First, a few ideas from our Director of Business Development, Anna Raborn:
- "Get outside. Set aside some time each day to get away from screens and go for a walk. Observe urban nature and connect as a family. This also gets the kids' energy out so you can get through your next meeting.
- Spend at least 10 minutes of quality time with each kid, doing what they want to do. A little attention goes a long way in terms of behavior in our family. If my kids feel like I'm listening to them, learning something about them, and seeing them as they are, they tend to be less competitive for attention throughout the day. This practice has helped us find a lot of harmony in our home.
- Encourage independence. We've tried to set up our home so anything our four-year-old needs is within his reach. This has helped tremendously, as he's learning to be helpful during school or snack time. (Plus, it limits my juggling of snacks while chatting with coworkers on Zoom.
- Have grace with yourself, your partner, your kiddos. This is tough for EVERYONE. If you are like me, you've had days where your kids watch 8 hours of TV, and days where you've done it all (you've homeschooled, cooked dinner, worked with integrity, and started the laundry). Each day is different, so give yourself time, space, and love. We will all get through this."
"I've been finding some balance by sticking to a few principles.
- Remind yourself you are a good employee. Remind yourself you are a good mom. Every decision I make about how to spend my (now wildly limited) time has to start there. Let's agree we're doing well and then make choices to continue to do so. Make decisions from a place of self love — the rest will fall into place.
- Prioritize deep work. If I'm going to sit down at my desk and get that valuable time sans kids, I need that work to reflect the high value of my time. There are things I can do fine while multi-tasking (making dinner while listening in on a conference call; helping the kids with school work while scheduling meetings) and others that needs my full attention (I like to use it for projects and problem solving with peers). Make sure the value of the time you're using reflects how you're spending it.

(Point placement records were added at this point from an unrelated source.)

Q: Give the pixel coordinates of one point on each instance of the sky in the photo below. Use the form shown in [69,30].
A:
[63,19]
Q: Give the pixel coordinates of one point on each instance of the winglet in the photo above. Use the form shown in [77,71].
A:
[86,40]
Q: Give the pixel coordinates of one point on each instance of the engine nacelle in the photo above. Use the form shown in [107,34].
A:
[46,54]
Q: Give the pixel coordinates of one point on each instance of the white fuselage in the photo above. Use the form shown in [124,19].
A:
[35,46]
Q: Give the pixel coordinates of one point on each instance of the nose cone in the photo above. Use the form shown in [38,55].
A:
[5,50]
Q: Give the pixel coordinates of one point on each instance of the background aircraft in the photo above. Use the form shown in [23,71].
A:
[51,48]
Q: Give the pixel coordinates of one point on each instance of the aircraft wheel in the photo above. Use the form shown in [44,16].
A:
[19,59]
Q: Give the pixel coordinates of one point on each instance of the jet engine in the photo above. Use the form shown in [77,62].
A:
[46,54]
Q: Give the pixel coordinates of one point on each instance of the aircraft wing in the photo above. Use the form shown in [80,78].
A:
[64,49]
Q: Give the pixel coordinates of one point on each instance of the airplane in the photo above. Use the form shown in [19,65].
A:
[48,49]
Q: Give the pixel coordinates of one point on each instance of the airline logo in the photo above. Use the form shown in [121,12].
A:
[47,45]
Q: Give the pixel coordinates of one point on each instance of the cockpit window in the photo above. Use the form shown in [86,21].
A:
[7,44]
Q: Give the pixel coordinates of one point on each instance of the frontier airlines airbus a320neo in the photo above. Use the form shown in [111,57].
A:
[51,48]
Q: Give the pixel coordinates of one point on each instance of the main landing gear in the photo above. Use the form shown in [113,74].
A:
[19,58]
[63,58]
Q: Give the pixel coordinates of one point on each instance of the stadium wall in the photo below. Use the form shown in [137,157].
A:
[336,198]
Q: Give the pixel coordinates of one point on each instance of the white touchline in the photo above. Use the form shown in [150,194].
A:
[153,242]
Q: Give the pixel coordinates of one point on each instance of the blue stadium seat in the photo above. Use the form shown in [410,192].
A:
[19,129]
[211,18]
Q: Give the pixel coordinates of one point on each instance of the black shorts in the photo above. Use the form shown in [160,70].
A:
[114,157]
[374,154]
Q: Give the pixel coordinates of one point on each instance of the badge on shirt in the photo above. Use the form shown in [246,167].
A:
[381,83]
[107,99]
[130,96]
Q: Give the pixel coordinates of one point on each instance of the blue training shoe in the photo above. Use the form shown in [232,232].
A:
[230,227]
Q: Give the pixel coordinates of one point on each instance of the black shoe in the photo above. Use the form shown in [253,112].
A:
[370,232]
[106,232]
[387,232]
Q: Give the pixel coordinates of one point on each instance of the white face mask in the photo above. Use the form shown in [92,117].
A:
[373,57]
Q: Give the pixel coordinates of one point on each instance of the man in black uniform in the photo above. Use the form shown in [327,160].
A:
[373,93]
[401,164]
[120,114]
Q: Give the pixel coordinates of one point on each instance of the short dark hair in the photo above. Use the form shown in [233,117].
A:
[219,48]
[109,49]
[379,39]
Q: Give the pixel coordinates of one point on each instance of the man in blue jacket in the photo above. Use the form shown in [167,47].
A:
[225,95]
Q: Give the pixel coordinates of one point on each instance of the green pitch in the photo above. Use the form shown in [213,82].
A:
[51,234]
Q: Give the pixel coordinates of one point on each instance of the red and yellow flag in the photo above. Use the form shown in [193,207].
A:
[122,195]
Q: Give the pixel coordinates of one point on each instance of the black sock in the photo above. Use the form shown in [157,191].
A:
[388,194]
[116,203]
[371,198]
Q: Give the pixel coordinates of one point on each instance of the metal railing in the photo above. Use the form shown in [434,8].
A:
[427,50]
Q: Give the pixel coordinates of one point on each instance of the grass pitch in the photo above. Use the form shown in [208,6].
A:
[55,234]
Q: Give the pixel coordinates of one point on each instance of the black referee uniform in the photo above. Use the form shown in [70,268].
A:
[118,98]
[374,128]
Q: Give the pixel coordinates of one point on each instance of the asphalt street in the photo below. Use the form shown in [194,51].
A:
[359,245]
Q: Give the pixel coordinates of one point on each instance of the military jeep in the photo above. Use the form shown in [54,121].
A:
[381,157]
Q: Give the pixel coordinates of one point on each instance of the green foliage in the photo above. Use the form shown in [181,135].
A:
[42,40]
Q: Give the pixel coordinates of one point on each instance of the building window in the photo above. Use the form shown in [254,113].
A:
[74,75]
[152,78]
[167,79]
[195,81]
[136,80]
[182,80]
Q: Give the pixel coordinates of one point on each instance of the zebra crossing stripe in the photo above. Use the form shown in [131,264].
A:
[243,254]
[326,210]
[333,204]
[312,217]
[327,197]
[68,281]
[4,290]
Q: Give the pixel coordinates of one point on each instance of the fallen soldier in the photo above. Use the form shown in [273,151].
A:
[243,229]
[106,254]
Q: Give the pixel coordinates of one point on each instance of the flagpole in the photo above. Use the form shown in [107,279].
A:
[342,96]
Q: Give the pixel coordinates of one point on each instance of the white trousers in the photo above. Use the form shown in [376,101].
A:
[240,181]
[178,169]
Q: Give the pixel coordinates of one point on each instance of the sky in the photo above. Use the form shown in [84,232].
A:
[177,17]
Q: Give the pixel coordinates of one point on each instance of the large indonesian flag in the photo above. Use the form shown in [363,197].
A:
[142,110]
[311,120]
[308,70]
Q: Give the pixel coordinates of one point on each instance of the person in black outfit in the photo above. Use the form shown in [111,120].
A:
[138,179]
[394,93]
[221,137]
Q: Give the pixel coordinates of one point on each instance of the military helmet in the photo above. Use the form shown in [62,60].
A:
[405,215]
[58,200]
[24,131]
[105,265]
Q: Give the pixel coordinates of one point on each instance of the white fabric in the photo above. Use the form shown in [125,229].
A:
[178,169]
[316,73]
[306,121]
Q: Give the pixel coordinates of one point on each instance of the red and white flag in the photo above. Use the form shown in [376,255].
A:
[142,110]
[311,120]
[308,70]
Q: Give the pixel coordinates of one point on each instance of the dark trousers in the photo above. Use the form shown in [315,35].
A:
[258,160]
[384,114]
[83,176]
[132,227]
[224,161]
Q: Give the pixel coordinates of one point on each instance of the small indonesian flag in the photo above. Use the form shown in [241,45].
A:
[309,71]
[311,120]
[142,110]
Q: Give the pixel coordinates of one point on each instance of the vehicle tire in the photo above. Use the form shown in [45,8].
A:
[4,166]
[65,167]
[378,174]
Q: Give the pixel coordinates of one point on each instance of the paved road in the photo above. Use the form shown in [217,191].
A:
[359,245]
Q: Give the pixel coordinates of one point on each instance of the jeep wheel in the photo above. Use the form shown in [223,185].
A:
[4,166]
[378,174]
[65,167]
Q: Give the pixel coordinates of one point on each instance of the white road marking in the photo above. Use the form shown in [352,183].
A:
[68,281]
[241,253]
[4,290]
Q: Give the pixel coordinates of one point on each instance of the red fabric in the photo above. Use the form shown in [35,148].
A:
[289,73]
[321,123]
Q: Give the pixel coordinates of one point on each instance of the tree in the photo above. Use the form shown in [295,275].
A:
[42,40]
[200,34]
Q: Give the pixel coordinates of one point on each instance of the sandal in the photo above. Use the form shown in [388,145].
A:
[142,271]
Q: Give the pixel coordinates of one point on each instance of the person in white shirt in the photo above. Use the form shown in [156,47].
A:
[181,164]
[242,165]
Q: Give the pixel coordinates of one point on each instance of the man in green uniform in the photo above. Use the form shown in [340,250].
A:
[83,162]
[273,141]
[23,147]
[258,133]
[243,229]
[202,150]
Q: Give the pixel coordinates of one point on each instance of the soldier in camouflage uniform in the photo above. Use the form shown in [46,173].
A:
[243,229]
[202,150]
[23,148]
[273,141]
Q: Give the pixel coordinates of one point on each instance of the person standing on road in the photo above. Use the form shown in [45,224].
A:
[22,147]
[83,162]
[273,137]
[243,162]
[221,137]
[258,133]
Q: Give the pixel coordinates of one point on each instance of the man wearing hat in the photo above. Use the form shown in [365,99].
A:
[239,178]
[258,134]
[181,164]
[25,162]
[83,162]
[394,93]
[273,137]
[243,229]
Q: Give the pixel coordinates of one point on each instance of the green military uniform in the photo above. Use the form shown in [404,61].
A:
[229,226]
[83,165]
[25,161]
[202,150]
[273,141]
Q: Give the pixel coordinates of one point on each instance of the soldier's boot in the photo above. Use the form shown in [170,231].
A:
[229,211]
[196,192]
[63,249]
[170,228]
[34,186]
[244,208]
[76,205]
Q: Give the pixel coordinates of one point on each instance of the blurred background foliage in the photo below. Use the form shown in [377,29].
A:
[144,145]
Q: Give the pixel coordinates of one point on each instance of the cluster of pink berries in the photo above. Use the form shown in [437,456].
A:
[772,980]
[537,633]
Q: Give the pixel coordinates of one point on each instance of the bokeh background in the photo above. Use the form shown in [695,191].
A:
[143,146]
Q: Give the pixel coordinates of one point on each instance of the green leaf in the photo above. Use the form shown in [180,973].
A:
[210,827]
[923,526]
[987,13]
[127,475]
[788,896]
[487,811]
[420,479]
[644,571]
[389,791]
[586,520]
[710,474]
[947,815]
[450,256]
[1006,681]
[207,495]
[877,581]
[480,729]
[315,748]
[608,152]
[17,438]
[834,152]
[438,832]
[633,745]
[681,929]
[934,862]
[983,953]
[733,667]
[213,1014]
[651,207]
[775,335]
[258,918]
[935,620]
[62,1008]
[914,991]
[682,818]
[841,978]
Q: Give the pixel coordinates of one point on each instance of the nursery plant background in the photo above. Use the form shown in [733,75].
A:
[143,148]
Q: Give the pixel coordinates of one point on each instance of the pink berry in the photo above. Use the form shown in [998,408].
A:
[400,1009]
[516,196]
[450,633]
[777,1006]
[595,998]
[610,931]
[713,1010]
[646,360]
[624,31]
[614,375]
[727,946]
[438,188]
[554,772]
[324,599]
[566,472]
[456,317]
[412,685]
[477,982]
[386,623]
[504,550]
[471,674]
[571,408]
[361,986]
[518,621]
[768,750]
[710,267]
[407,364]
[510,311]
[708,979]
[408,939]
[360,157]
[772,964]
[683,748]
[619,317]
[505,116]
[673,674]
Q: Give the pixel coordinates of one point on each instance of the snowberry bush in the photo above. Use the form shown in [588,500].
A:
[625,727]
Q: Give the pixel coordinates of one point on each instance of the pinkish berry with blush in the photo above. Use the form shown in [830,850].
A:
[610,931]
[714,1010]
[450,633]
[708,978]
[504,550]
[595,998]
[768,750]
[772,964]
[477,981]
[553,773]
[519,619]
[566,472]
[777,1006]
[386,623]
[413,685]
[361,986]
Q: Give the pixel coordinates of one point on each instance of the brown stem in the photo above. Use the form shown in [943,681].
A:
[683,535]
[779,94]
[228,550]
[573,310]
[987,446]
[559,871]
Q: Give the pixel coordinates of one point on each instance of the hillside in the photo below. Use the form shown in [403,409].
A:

2 a. Unless it's sunny outside. If you're free of a deadline and the sun came out at that right moment, GRAB THAT SUNSHINE! Get out with your kid(s) because that vitamin D and fresh air will make them happier but also make you a more focused worker (Have you tried to sit at your laptop while you look out the window and see children running happily lapping up sun rays? It's pathetic and sad.) Sunshine makes us better parents and employees — 2 birds, 1 stone.
- Share your schedule with your team. (And try to honor time you've promised.) The reality is you're probably not going to have a normal 9-5 schedule these days. It should not be on your colleague to figure out when and how they can get a hold of you. These days are a crapshoot (Literally. My daughter is potty training and some days there is literal crap on the floor and I have to pause my video on a meeting to go clean that up) but we can probably determine a loose timeline of availability. It's been helpful to make it wildly clear (using my shared calendar) when I'm available and how. (On the same note, I make sure that my working hours reflect SOME of the "normal" hours. No one else should have to take on this nutty schedule. Moms are superheroes; we can handle it.)
- Exercise! I know. Every list has this. It sounds impossible. Let me tell you a secret: Sometimes I drag my kids (who hate it) on a run with me — and it's not particularly fun. Sometimes (shhhhh, supervisor, please look the other way here) I listen to a webinar while lifting weights. Sometimes I feed my children frozen pizza so I can workout instead of spending that time cooking a meal. It's a million percent worth it. Exercise is good for your body and your mind and the future health of your children."